Le droit de savoir
Nous publions dans notre édition de ce vendredi un dossier sur une affaire qui nous occupe depuis une année. Promoteur et homme d’affaires bien connu à Genève, Stéphane Barbier-Mueller a réussi à coups de procédures judiciaires à bloquer un article… depuis mars 2022!
Coprévenu dans l’affaire Raiffeisen – le procès économique de l’année, tout de même –, il est parvenu à faire taire bon nombre de médias, dont certains autrement plus puissants que Le Courrier. Dans notre cas, les velléités de notre journal d’évoquer son implication ont abouti à des mesures dites superprovisionnelles. Une juge a bloqué préventivement un article non encore publié.
S’est ensuivie une longue procédure où nous avons eu, à chaque étape, gain de cause devant la justice genevoise: mesures superprovisionnelles, provisionnelles, puis recours de l’intéressé.

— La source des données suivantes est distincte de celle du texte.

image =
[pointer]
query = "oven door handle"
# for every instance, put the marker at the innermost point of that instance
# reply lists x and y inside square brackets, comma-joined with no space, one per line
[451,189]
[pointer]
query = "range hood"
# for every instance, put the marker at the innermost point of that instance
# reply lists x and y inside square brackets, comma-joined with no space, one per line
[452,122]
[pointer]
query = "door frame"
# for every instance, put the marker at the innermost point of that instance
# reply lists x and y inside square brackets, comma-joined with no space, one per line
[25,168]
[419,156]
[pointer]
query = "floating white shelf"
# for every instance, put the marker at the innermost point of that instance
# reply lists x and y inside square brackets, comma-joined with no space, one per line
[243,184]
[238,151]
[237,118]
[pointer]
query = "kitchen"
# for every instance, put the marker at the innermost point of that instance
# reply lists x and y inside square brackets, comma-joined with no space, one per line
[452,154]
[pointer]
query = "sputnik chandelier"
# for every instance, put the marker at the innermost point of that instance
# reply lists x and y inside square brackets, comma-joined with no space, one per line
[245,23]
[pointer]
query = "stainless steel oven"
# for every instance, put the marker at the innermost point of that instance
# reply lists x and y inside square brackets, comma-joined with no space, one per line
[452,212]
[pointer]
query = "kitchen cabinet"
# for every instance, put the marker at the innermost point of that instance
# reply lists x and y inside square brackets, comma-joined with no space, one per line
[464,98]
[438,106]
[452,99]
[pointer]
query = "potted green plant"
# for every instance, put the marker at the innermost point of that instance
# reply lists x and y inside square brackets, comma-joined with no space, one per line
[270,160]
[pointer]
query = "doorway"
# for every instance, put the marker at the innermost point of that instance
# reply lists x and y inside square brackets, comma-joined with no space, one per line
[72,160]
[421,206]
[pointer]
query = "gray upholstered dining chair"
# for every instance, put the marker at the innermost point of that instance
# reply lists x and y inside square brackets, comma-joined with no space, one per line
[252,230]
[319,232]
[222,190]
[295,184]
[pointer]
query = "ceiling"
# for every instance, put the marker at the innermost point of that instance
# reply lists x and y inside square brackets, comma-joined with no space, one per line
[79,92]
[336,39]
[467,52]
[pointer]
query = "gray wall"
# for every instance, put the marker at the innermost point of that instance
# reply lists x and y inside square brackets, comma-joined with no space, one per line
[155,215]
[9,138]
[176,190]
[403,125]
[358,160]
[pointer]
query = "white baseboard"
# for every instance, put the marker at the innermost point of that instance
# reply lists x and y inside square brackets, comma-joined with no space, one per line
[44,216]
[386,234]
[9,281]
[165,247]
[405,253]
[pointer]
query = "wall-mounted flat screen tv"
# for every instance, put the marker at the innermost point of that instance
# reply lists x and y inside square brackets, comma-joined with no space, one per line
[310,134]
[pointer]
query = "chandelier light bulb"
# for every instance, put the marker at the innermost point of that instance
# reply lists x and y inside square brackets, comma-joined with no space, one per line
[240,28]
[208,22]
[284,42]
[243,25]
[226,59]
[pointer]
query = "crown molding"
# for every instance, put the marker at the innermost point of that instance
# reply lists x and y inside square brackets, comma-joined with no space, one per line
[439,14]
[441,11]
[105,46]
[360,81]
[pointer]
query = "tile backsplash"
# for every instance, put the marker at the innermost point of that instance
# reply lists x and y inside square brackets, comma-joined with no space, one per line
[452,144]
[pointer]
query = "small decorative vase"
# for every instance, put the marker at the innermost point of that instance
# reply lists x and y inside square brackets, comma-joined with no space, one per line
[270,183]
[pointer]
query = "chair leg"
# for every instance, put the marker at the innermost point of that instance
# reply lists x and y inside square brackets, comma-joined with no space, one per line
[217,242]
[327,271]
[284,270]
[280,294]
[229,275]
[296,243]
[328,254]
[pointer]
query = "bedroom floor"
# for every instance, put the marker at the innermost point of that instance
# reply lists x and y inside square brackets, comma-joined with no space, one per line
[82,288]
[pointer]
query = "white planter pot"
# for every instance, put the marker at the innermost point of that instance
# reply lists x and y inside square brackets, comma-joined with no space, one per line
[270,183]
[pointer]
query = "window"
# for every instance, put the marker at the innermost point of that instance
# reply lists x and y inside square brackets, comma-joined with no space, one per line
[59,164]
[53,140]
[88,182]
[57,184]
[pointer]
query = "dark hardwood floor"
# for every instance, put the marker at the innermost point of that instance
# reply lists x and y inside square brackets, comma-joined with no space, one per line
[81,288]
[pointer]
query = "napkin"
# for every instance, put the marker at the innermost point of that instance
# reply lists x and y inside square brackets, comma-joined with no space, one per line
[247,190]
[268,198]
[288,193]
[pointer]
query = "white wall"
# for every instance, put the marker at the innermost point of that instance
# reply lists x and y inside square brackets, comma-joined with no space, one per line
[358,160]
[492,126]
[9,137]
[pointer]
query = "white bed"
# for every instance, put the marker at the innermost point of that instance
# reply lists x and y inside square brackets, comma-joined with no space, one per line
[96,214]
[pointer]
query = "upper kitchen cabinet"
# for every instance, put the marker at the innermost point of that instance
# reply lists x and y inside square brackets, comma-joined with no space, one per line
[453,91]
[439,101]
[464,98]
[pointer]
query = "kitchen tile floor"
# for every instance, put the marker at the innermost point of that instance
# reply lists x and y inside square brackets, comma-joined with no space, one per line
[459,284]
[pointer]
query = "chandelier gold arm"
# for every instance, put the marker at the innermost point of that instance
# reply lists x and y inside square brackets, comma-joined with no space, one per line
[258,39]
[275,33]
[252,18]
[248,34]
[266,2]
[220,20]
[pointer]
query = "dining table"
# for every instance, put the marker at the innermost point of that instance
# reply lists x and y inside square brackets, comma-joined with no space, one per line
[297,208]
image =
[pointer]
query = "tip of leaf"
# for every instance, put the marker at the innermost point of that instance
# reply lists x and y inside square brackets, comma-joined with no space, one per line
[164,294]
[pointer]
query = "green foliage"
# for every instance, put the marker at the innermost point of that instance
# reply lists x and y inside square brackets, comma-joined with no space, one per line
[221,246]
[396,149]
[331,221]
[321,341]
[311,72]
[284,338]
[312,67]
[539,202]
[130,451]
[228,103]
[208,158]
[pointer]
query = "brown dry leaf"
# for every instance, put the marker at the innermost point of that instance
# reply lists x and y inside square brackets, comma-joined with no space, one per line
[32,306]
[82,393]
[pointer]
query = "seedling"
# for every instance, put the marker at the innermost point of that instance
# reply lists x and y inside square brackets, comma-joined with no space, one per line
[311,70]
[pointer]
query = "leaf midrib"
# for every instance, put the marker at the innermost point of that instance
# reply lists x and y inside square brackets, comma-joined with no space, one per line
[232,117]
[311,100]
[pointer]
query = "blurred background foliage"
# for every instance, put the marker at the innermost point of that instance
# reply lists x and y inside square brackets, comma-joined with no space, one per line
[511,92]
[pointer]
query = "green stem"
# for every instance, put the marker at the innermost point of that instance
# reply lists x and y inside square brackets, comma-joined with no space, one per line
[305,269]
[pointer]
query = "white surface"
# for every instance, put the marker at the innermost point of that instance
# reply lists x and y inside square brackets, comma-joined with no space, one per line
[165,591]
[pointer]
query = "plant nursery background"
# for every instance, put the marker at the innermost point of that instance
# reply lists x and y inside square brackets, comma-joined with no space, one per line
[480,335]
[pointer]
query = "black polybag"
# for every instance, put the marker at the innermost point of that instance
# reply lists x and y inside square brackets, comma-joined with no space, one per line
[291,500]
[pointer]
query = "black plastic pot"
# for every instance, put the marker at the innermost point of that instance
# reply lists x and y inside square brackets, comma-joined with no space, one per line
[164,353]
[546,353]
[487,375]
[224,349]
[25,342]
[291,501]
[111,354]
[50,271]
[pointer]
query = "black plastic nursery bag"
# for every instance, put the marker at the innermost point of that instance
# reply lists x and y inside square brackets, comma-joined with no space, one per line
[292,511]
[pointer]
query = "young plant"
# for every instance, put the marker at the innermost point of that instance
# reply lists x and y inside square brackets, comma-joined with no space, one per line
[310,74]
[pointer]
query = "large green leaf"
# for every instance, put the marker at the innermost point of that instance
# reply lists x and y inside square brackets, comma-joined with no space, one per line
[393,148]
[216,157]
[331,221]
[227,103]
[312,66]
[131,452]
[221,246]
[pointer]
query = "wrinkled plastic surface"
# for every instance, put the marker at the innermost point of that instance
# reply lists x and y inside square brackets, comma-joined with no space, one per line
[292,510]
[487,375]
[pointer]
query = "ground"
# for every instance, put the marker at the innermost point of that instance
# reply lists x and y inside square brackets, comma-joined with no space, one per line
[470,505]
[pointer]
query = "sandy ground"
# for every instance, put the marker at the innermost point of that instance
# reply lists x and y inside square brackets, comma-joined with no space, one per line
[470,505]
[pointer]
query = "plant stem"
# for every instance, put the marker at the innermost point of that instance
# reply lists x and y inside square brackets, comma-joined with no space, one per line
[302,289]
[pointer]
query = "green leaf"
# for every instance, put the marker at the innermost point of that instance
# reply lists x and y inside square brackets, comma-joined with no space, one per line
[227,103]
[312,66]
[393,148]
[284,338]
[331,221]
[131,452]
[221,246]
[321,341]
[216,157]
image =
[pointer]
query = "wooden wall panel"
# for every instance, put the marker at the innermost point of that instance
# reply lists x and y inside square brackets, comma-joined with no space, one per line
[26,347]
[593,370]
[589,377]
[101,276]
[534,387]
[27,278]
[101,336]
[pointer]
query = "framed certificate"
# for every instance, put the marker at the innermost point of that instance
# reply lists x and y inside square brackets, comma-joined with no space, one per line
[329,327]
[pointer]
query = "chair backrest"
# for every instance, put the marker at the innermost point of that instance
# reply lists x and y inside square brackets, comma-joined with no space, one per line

Battu en dernière instance cantonale, il a choisi de ne pas aller plus loin, le Tribunal fédéral en l’occurrence. Avant d’initier une nouvelle procédure au niveau cantonal qui est toujours pendante.
Ce jeu du chat et de la souris n’a que trop duré. Ayant été confirmé dans notre opinion que M. Barbier-Mueller est bien une personnalité publique et que, partant, conformément aux us et coutumes de la profession, son nom peut être cité, nous publions ce dossier. Aux lecteurs et lectrices de juger.
Au-delà du cas d’espèce, il s’agit d’une question de principe, celui de la liberté de la presse et de la publicité des débats judiciaires. Il n’est pas normal qu’en actionnant des plaintes tous azimuts, il soit possible pour une personne disposant de moyens financiers considérables de museler de la sorte la presse. Le droit suisse est pour le moins hostile aux médias en la matière. Ces derniers sont de plus en plus assaillis de plaintes en tout genre. Et la législation est ainsi faite que, contrairement à d’autres pays, ils perdent. Ce qui incite à la prudence.
Ces entraves se retrouvent dans d’autres affaires. Les Swiss leaks n’ont pu être évoqués que de manière allusive par la presse helvétique, contrairement au reste du monde! La Suisse a reculé de quatre places dans le classement de la liberté de la presse de Reporters sans frontières. Et Le Courrier se bat depuis huit ans dans l’affaire Gandur que nous avons portée devant la Cour européenne des droits de l’homme.
Le droit de savoir est un des fondements de la démocratie et de son bon fonctionnement. La Suisse, qui se voit en modèle en la matière, doit de toute urgence se livrer à une introspection quant à sa pratique restrictive des libertés publiques.